Habría podido conseguir un título con bastante facilidad, y eso me habría elevado un gran paso en los ojos de todos; incluso en los del rey, que era quien lo otorgaba.

Pero no lo pedí; y lo rechacé cuando me fue ofrecido. No habría podido disfrutar de semejante cosa con mis ideas; y de todos modos no habría sido justo, porque, desde donde alcanzaba a recordar mi linaje, a nuestra tribu siempre le había faltado la barra siniestra.

No me habría sentido verdaderamente ni satisfactoriamente bien, ni orgulloso ni satisfecho con ningún título que no proviniera de la nación misma, la única fuente legítima; y esperaba ganar uno así; y en el transcurso de años de esfuerzo honesto y honorable, lo gané y lo llevé con un orgullo alto y limpio.

Este título salió casualmente de los labios de un herrero, un día, en una aldea; fue tomado al vuelo como una feliz ocurrencia y arrojado de boca en boca con una risa y un voto afirmativo; en diez días había barrido el reino y se había vuelto tan familiar como el nombre del rey.

Jamás se me conoció por ninguna otra designación después, ni en las conversaciones de la nación ni en los graves debates sobre asuntos de Estado en la mesa del consejo del soberano. Este título, traducido al habla moderna, sería el jefe.

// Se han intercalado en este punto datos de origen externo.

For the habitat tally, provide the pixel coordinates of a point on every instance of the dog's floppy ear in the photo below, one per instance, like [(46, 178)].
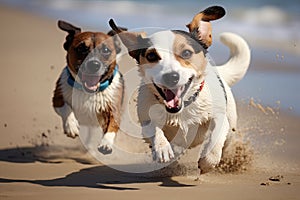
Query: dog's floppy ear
[(71, 29), (134, 42), (200, 26)]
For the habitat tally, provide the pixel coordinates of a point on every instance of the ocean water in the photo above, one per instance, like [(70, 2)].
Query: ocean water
[(271, 27)]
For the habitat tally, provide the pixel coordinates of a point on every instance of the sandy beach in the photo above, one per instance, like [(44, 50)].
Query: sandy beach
[(37, 161)]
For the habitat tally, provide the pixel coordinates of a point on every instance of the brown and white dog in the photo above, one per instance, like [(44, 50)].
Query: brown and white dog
[(183, 101), (90, 88)]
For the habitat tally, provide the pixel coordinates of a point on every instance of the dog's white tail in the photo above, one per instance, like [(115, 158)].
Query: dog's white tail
[(236, 67)]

Elegido por la nación. Eso me convenía. Y era un título bastante elevado. Había muy pocos el, y yo era uno de ellos. Si hablabas del duque, del conde o del obispo, ¿cómo podía saber alguien a cuál te referías? Pero si hablabas de El Rey, de La Reina o de El Jefe, la cosa era distinta.

Pues a mí el rey me caía bien, y como rey lo respetaba (respetaba el cargo); al menos lo respetaba tanto como era capaz de respetar cualquier supremacía inmerecida. Pero como hombres, a él y a sus nobles los menospreciaba, en privado. Y a ellos les caía bien yo, y respetaban mi cargo; pero como a un animal, sin alcurnia ni títulos de pega, me menospreciaban, y además sin molestarse en disimular demasiado. Yo no cobraba por mi opinión sobre ellos, y ellos no cobraban por su opinión sobre mí: la cuenta estaba saldada, los libros cuadrados, todo el mundo satisfecho.